Qu'en est-il des Etats ? Ont-ils été "les dindons de la farce" ou en ont-ils également profité ?

Je ne sais pas ce que c’est, l’Etat, ça n’existe probablement pas. Par contre, je connais des fonctionnaires et des politiques. Ils n’ont pas gagné grand-chose avec cette crise : ils ont encore transféré des prérogatives de pure puissance publique aux banquiers centraux, et les dettes publiques montent, montent. Ils n’ont pas perdu grand-chose non plus. C’est l’avantage de la sécurité de l’emploi (chez les fonctionnaires) et du manque de concurrence sur le marché politique (chez les élus). Mais faible risque, faible rendement.

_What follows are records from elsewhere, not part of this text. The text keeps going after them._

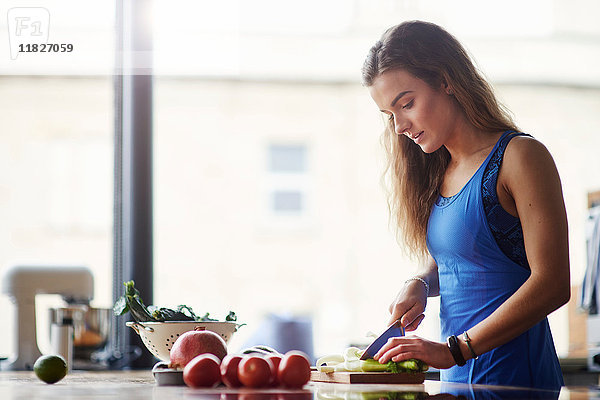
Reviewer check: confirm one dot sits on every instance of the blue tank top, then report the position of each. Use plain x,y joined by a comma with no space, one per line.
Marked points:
475,278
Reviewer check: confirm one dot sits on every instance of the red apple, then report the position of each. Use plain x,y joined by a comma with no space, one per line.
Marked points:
202,371
194,343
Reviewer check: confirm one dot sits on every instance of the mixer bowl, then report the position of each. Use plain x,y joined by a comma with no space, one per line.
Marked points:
91,328
158,337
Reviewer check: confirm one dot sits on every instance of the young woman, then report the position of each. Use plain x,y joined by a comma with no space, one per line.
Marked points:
481,203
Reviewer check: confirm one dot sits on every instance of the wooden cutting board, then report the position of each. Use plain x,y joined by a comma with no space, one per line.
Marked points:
367,377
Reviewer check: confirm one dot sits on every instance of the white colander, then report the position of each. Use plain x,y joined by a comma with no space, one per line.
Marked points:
158,337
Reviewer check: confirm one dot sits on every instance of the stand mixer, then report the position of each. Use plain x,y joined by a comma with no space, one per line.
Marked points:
22,284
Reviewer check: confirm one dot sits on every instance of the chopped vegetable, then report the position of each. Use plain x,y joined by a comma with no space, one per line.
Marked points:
350,362
131,301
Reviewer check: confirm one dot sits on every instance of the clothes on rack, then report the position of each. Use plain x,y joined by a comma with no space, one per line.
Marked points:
589,299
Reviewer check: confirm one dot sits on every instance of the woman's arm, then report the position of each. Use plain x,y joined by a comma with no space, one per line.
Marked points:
529,177
410,302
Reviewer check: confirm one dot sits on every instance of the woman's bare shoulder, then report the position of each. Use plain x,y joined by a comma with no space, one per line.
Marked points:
526,152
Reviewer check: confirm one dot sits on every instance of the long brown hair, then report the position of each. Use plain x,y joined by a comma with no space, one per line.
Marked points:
433,55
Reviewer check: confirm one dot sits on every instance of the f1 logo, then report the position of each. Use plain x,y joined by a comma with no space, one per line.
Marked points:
27,25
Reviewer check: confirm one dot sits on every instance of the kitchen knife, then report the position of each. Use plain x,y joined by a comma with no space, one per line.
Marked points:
395,330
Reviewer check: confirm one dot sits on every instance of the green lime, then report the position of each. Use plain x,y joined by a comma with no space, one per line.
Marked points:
50,368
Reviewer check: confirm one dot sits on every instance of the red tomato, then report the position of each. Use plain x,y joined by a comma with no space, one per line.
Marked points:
229,367
202,371
294,370
306,395
255,371
275,359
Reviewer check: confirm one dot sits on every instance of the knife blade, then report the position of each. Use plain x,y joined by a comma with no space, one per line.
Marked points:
396,329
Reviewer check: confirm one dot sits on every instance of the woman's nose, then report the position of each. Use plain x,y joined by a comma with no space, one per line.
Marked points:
400,126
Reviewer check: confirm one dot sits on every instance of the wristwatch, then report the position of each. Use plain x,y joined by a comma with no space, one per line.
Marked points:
454,347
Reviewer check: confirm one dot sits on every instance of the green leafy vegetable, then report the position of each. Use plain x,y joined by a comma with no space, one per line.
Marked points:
131,301
412,365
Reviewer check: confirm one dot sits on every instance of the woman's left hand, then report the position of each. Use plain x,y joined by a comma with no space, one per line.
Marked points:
402,348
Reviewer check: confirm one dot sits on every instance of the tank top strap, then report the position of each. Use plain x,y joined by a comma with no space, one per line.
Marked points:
506,228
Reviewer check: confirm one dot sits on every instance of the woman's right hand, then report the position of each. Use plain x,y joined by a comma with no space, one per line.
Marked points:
409,305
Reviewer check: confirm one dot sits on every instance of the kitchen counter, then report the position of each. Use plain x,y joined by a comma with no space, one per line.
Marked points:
133,385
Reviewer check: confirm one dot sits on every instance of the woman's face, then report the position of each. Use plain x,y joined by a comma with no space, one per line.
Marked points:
426,115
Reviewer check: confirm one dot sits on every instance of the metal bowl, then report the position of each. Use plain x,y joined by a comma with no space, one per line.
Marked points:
158,337
91,328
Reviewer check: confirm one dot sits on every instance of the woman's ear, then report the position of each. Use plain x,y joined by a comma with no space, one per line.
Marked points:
447,88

Est-il envisageable de considérer que la crise n'ait pas coûté plus que ce qu'elle a finalement rapporté ?

Une crise grave est par définition une sorte de guerre, une vaste perte sèche pour toute la collectivité, presque impossible à chiffrer et avec des conséquences sur plusieurs générations. Ce n’est pas parce que certains perdent moins que d’autres, ou parce que parfois exceptionnellement quelques petits malins profitent de la crise, que ce n’est pas un gigantesque gâchis.  

Finalement, qui a payé la facture de la crise ?

Il y a la facture patrimoniale et la facture économique. La première est toujours payée par les riches (puisque les pauvres n’ont pas de patrimoine) : des pertes sur les actions et, en dehors de la France, sur l’immobilier. Ce sont plutôt des vieux. La deuxième est toujours payée par des salariés, des chômeurs, des entrepreneurs et des contribuables. Ce sont plutôt des jeunes, et certains sont encore dans le ventre de leurs mères (je veux parler de toutes ces dettes gonflées par la déflation entretenue par la BCE, et qu’il faudra bien pousser comme Sisyphe). Entre ces deux catégories, le rapport à l’inflation n’est pas du tout le même, c’est pourquoi le débat de politique économique se fera de plus en plus monétaire. Y compris en matière d’économie politique. Car à l’exception de la BCE, qui vient encore de récupérer de nouveaux pouvoirs, je ne vois pas bien qui pourrait prétendre que les six années que nous venons de passer ont été fort sympathiques, pleines de tendresse et pas du tout menaçantes pour l’avenir.